Part 2: Process Managers - Keeping Your App Alive with PM2

Collapse
X
 
  • Time
  • Show
Clear All
new posts
  • MyrinNew
    Senior Member
    • Feb 2024
    • 5175

    #1

    Part 2: Process Managers - Keeping Your App Alive with PM2

    Series: From "Just Put It on a Server" to Production DevOps


    Reading time: 10 minutes


    Level: Beginner-friendly



    Quick Recap

    In Part 1, we deployed our Sales Signal Processing Platform to a Linode server the manual way. It worked... until:
    • We closed our SSH session (app died)
    • The app crashed (stayed dead)
    • The server rebooted (app didn't restart)
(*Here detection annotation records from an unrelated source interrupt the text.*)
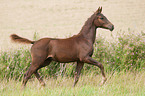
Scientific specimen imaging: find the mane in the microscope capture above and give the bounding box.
[79,13,96,34]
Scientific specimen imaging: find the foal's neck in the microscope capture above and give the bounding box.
[79,14,97,44]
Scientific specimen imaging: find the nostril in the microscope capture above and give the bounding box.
[112,25,114,29]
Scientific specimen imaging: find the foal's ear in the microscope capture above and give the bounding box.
[95,6,102,14]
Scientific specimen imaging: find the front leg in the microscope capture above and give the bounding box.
[73,62,84,87]
[83,56,107,85]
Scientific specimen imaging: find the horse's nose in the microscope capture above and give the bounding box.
[110,25,114,31]
[111,25,114,31]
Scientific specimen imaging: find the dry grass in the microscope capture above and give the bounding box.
[0,0,145,50]
[0,71,145,96]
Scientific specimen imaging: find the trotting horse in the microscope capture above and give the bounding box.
[10,7,114,86]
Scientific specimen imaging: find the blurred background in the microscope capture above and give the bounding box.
[0,0,145,51]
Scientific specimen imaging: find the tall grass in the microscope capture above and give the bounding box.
[0,33,145,80]
[0,72,145,96]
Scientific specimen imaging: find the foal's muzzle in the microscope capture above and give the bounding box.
[107,24,114,31]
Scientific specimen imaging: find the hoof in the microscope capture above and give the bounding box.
[99,78,107,86]
[41,83,45,87]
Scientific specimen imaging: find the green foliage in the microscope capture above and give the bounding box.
[0,32,145,80]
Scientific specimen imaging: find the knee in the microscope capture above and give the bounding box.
[98,62,104,69]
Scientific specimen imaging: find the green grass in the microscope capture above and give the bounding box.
[0,33,145,96]
[0,71,145,96]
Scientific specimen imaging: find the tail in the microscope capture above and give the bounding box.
[10,34,35,44]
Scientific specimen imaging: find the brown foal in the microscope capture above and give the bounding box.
[10,7,114,86]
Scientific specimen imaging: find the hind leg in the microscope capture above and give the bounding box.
[73,62,84,87]
[34,58,52,86]
[22,58,52,86]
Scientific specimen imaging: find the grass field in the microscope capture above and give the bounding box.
[0,0,145,96]
[0,71,145,96]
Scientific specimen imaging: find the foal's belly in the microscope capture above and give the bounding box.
[52,51,79,63]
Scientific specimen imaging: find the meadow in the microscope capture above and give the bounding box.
[0,0,145,96]
[0,32,145,96]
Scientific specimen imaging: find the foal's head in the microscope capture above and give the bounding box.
[94,7,114,31]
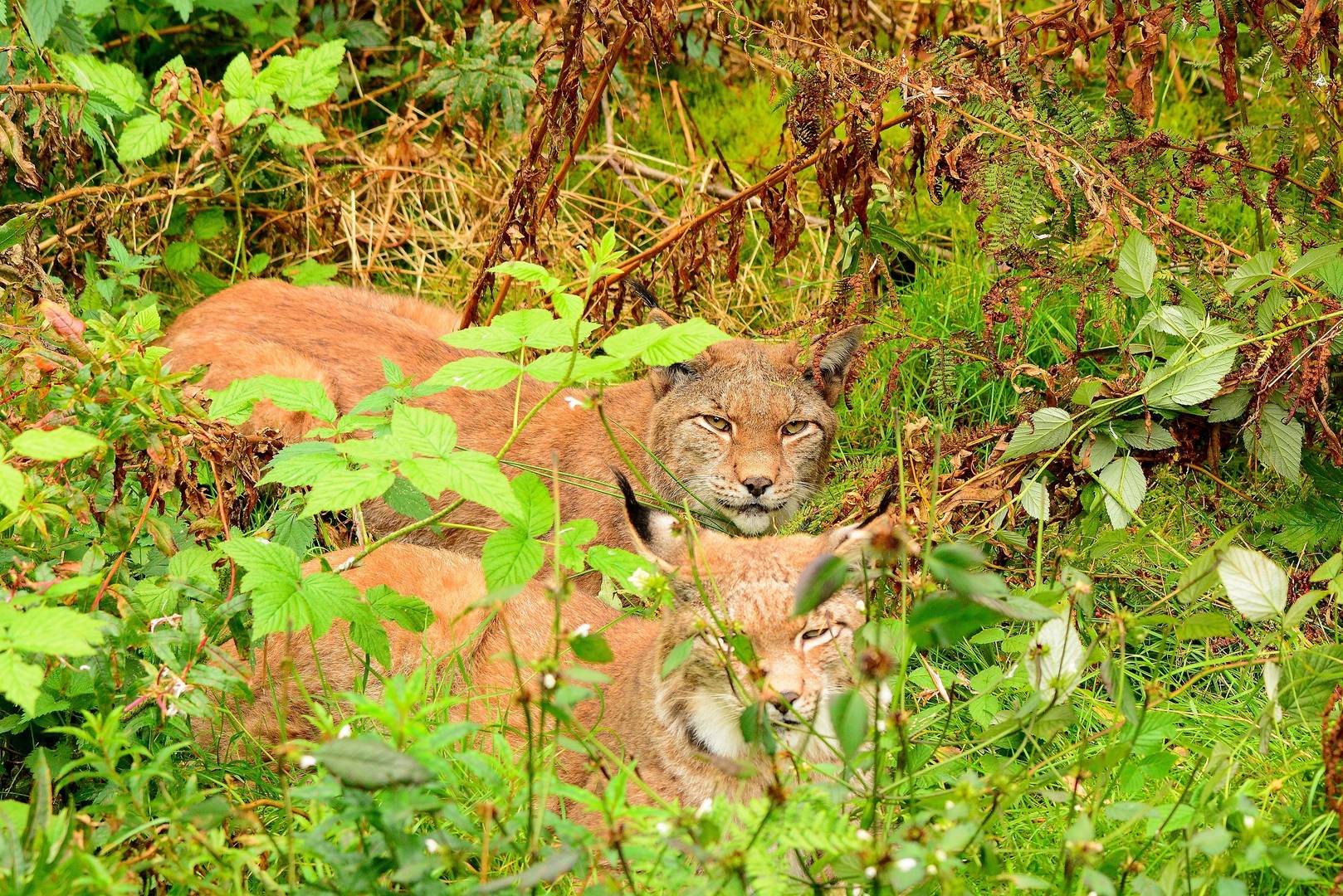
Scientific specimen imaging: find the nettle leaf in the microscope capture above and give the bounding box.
[1217,548,1287,622]
[9,426,106,460]
[1222,249,1277,295]
[117,111,172,164]
[830,688,869,760]
[1208,387,1250,423]
[417,354,522,395]
[1115,421,1175,451]
[1115,230,1156,298]
[481,527,545,591]
[1145,347,1236,407]
[1021,480,1049,523]
[1096,455,1147,529]
[0,464,26,510]
[602,317,728,367]
[392,404,457,457]
[1002,407,1073,460]
[504,471,554,538]
[1243,402,1306,482]
[0,650,42,714]
[0,605,104,657]
[304,466,396,516]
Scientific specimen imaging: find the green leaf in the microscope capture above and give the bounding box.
[313,735,434,790]
[396,451,521,514]
[304,466,396,516]
[481,527,545,591]
[117,111,172,164]
[569,634,615,662]
[364,584,434,631]
[1145,347,1236,407]
[1021,480,1049,523]
[504,471,554,538]
[1004,407,1073,460]
[11,426,106,460]
[285,258,339,286]
[437,324,522,353]
[1175,612,1232,640]
[1287,243,1343,277]
[1096,455,1147,529]
[1115,230,1156,298]
[0,464,26,510]
[264,116,324,146]
[830,688,867,760]
[1222,249,1277,295]
[417,354,522,395]
[23,0,66,47]
[1243,402,1306,482]
[267,41,345,109]
[0,650,42,714]
[793,553,849,616]
[662,635,695,679]
[392,404,457,458]
[220,52,256,100]
[1217,548,1287,622]
[5,607,102,657]
[164,239,200,274]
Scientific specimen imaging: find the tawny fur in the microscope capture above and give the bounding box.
[198,504,889,824]
[163,280,858,591]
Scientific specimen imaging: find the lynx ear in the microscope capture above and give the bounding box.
[802,324,863,404]
[615,471,686,572]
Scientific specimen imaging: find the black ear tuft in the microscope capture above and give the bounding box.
[611,467,652,542]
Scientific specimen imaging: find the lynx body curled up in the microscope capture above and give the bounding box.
[163,280,860,567]
[198,483,891,821]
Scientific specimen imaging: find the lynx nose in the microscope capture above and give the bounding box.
[741,475,774,497]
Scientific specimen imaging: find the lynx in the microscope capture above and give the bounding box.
[163,280,861,587]
[207,481,893,803]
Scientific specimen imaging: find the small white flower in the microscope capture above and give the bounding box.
[1026,618,1087,703]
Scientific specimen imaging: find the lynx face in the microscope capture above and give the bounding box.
[647,328,861,534]
[618,480,891,760]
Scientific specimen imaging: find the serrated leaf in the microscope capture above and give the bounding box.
[313,735,434,790]
[1217,548,1287,622]
[1243,402,1306,482]
[9,426,106,460]
[1096,457,1147,529]
[1021,480,1049,523]
[392,404,457,457]
[1175,612,1232,640]
[417,354,522,395]
[1222,249,1277,295]
[0,464,24,510]
[481,527,545,591]
[117,111,172,164]
[1115,230,1156,298]
[1004,407,1073,460]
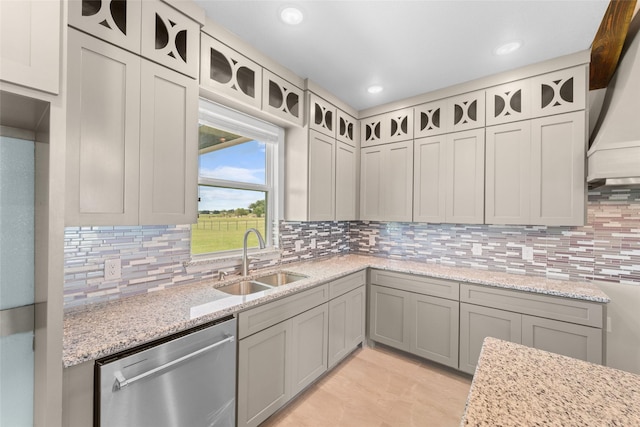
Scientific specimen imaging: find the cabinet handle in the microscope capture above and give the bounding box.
[113,335,236,391]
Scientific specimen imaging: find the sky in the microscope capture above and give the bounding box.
[198,141,266,210]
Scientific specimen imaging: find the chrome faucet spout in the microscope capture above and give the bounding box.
[242,228,266,276]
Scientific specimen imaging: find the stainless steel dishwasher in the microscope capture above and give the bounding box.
[94,317,236,427]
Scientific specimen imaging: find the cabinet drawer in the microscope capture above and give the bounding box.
[460,284,603,328]
[371,270,460,301]
[329,270,366,299]
[238,284,329,339]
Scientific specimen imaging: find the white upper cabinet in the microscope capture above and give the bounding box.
[445,90,485,132]
[65,29,141,226]
[0,0,61,94]
[413,135,447,223]
[487,79,532,126]
[531,66,588,117]
[262,69,304,126]
[200,33,262,109]
[445,129,484,224]
[309,130,336,221]
[309,93,336,137]
[414,99,448,138]
[485,120,532,224]
[360,108,413,147]
[336,109,360,147]
[360,141,413,221]
[139,60,198,224]
[531,111,587,225]
[69,0,142,54]
[140,0,200,79]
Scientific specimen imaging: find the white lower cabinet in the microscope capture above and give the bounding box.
[238,321,292,426]
[460,284,605,374]
[459,303,522,375]
[369,270,459,368]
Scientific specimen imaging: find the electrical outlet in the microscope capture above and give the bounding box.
[104,258,122,280]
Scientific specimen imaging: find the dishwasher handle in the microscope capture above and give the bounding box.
[113,335,236,391]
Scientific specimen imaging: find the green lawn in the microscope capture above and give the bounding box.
[191,214,266,254]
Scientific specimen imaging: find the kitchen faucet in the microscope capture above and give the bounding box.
[242,228,265,276]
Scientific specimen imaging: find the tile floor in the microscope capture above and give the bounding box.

    Today's mission: Keep the app alive without babysitting it.



    The Problem: Processes Are Fragile

    Let's simulate what happens in production.


    SSH into your server and start the API:






    cd /opt/sspp/services/api
    npm start &







    Now kill it on purpose:






    # Find the process ID
    ps aux | grep node

    # Kill it
    kill -9








    Test the API:






    curl http://localhost:3000/api/v1/health







    Dead. And it's not coming back.


    In production, processes die for many reasons:
    • Unhandled exceptions
    • Memory leaks (OOM killer strikes)
    • Dependency failures (database connection lost)
    • Random cosmic rays (yes, really)


    You need something that automatically restarts your app.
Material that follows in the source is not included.